In the dim and distant past, I picked up the 5±2 thing rule. I'm sure it has a fancy, academified name... but Tribal Video Game Knowledge™ has edged it into the recycler in my brain. My oldest son is trying to convince me to buy enough copies of Sins of a Solar Empire that the "whole family can play." (Which really means that he knows he can beat his sister and his mother, and for some reason he thinks he can beat me.)

Anyway, I think the tendency toward deeper and deeper specialization of technical professionals (which came up during the MVP dinner last night) is rooted in our human limitations to retain focused knowledge much like people tend to "specialize" in one particular kind of game, whether that's as narrowly focused as "chess, only chess and nothing but chess" or more broadly as "action/shooters." Hrm.

SQL Server as a product has grown so enormous at this point that even people who work here are blissfully unaware of all its features. Myself included! It's always fun to get asked when we're going to add X Feature™ that's been around since 7.0 or 2000... or find a new feature that I was ignorant of - or forgot about. Try remembering some time whether It™ always used to do that or not.

To the outside world, we might all smell like SQL Server geeks, but inside the circle there are database engine geeks, spatial data geeks, XML geeks, and on and on! There are even Service Broker geeks and MDX geeks, I'm told. Heh.

That this 5±2 fact of life bleeds over into gamer preferences, game play and game design shouldn't come as a surprise, but it does to some people... I read an internal paper recently proposing a New Game Idea™ that was a fun read, but, well, the following article would be good advice to the author!

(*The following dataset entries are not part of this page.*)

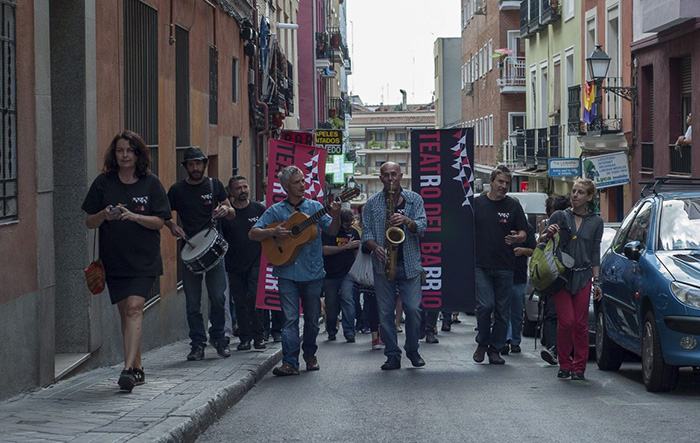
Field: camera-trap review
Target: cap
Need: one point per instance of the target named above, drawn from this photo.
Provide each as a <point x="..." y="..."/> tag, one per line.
<point x="194" y="153"/>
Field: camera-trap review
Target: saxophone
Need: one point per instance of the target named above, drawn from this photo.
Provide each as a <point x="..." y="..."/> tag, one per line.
<point x="394" y="237"/>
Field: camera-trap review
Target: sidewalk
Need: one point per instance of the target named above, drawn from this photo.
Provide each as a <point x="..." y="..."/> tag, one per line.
<point x="179" y="400"/>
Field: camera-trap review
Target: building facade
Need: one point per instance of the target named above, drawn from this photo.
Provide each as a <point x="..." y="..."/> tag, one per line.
<point x="493" y="78"/>
<point x="666" y="49"/>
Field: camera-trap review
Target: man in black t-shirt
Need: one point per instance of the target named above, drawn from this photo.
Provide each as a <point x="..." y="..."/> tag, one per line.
<point x="243" y="263"/>
<point x="338" y="256"/>
<point x="501" y="223"/>
<point x="198" y="200"/>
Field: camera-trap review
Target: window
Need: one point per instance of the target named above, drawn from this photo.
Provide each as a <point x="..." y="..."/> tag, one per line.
<point x="234" y="156"/>
<point x="182" y="87"/>
<point x="141" y="62"/>
<point x="8" y="126"/>
<point x="213" y="86"/>
<point x="235" y="75"/>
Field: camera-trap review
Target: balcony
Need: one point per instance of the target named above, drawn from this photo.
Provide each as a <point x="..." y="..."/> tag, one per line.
<point x="507" y="5"/>
<point x="512" y="79"/>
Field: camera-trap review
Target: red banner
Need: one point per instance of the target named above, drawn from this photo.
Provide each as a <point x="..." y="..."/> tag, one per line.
<point x="312" y="161"/>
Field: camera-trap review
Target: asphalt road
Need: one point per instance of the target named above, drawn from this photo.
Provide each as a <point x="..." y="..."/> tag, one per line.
<point x="454" y="399"/>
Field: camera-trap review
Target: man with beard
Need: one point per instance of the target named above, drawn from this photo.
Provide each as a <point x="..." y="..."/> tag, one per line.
<point x="501" y="223"/>
<point x="199" y="201"/>
<point x="243" y="263"/>
<point x="301" y="279"/>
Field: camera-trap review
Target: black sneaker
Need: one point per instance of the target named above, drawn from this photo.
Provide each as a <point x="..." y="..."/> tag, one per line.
<point x="127" y="380"/>
<point x="140" y="376"/>
<point x="496" y="359"/>
<point x="197" y="353"/>
<point x="223" y="349"/>
<point x="549" y="356"/>
<point x="431" y="338"/>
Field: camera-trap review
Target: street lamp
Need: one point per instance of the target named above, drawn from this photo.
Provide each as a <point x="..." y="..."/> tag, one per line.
<point x="598" y="63"/>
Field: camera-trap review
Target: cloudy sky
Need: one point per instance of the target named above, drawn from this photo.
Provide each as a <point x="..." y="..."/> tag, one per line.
<point x="391" y="46"/>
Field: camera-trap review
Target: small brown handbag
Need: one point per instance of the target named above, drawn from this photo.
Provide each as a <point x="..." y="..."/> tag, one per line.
<point x="95" y="272"/>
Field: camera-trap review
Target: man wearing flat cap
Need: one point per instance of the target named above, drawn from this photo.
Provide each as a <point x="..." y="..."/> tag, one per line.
<point x="199" y="201"/>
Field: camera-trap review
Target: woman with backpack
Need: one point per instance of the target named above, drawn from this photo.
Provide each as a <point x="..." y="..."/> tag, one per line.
<point x="582" y="231"/>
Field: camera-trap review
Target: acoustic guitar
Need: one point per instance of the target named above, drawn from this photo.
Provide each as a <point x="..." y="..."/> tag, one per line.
<point x="283" y="251"/>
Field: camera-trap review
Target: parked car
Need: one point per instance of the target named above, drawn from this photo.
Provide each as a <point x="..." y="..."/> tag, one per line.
<point x="651" y="285"/>
<point x="532" y="303"/>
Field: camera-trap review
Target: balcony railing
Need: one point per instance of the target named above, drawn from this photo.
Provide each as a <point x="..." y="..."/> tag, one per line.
<point x="647" y="156"/>
<point x="530" y="148"/>
<point x="681" y="161"/>
<point x="542" y="155"/>
<point x="550" y="11"/>
<point x="573" y="123"/>
<point x="554" y="142"/>
<point x="512" y="75"/>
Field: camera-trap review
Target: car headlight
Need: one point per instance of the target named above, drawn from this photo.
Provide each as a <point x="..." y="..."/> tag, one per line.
<point x="689" y="295"/>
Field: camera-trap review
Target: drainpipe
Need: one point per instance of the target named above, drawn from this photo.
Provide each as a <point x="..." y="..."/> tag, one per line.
<point x="260" y="135"/>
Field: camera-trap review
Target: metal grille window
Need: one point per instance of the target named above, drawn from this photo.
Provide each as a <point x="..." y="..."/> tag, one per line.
<point x="234" y="80"/>
<point x="182" y="87"/>
<point x="8" y="106"/>
<point x="141" y="70"/>
<point x="141" y="83"/>
<point x="213" y="86"/>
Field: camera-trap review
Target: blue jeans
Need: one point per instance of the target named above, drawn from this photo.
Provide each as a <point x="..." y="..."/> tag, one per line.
<point x="290" y="293"/>
<point x="493" y="294"/>
<point x="410" y="292"/>
<point x="339" y="289"/>
<point x="215" y="280"/>
<point x="517" y="310"/>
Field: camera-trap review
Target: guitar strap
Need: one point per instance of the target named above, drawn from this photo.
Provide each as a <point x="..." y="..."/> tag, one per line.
<point x="297" y="206"/>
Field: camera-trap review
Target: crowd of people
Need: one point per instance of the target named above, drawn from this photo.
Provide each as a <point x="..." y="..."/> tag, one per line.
<point x="129" y="206"/>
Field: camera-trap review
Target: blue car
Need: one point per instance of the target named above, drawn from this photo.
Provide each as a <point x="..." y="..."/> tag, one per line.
<point x="651" y="285"/>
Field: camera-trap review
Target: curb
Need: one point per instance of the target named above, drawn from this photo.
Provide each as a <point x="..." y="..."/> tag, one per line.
<point x="187" y="425"/>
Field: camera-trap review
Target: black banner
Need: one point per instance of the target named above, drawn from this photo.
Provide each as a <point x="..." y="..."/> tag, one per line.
<point x="441" y="172"/>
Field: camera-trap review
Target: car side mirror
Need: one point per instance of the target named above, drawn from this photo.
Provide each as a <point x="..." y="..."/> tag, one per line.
<point x="633" y="250"/>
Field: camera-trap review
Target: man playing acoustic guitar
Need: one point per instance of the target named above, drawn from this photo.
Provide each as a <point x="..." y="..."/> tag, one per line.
<point x="301" y="277"/>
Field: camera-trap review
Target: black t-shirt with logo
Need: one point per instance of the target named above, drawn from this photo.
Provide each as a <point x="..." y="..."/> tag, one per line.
<point x="338" y="265"/>
<point x="128" y="249"/>
<point x="242" y="252"/>
<point x="195" y="203"/>
<point x="493" y="220"/>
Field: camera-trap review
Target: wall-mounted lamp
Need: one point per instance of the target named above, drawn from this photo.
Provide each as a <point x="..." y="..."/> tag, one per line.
<point x="598" y="63"/>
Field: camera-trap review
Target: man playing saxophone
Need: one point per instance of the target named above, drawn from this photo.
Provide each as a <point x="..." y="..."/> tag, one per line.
<point x="393" y="221"/>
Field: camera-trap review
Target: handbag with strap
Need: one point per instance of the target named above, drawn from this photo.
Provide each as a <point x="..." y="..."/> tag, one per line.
<point x="95" y="272"/>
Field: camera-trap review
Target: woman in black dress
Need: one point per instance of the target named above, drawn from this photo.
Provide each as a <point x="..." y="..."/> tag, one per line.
<point x="128" y="204"/>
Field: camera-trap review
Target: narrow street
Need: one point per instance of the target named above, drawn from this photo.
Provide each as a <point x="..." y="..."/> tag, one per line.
<point x="454" y="399"/>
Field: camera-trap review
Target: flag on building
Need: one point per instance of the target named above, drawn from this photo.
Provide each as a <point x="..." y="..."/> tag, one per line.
<point x="589" y="103"/>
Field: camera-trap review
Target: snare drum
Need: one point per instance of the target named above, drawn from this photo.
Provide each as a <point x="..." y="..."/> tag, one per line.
<point x="204" y="251"/>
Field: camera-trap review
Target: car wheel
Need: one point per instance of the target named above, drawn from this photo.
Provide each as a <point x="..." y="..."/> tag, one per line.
<point x="529" y="328"/>
<point x="608" y="355"/>
<point x="657" y="375"/>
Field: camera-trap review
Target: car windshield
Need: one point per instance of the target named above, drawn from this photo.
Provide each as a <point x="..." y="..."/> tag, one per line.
<point x="680" y="224"/>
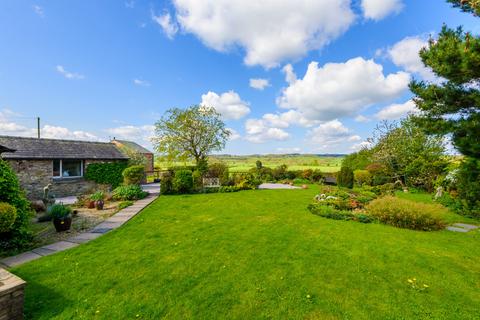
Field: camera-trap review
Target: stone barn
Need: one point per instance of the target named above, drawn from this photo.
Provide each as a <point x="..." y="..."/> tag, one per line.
<point x="61" y="163"/>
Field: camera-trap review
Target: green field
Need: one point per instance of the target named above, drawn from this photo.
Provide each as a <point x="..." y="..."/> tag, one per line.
<point x="294" y="162"/>
<point x="257" y="255"/>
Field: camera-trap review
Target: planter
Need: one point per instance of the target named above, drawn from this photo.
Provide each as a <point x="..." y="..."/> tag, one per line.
<point x="62" y="224"/>
<point x="99" y="204"/>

Games are always just systems waiting to be understood. Fun is in the learning, and the payoff is in our influence over these systems. But a player wields influence only through game mechanics. Anyone would agree that by adding mechanics we inevitably complicate the player's influence over their world. But while game mechanics always add complexity to player input, they rarely alter game output. Gamasutra - Fewer Mechanics, Better Game

The Kitchen Sink Game™ as a special case of Second System Syndrome™ comes up a lot during lunches with Rob. He's a wealth of interesting information nuggets, since he spent years in the game industry before he came to SQL Server for new and interesting fun... He hasn't convinced me (yet) that I don't want to try my hand at game dev when I grow up (defined as "when the kids move out"), but we'll see. I'm still having more fun than the law allows inside SQL Server!

Although it will probably never happen in my career, there's a lot to be said for splitting highly complex products into separate units... <wink_wink/>

Regardless of what you do (technologically-speaking) for a living, it's good to be reminded to focus on what you're good at most of the time and worry less about bringing your shortcomings up to code. Which reminds me, I need to pick Jenifer Fox's book back up and finish it. Right after I crush my oldest son's empire. Heh!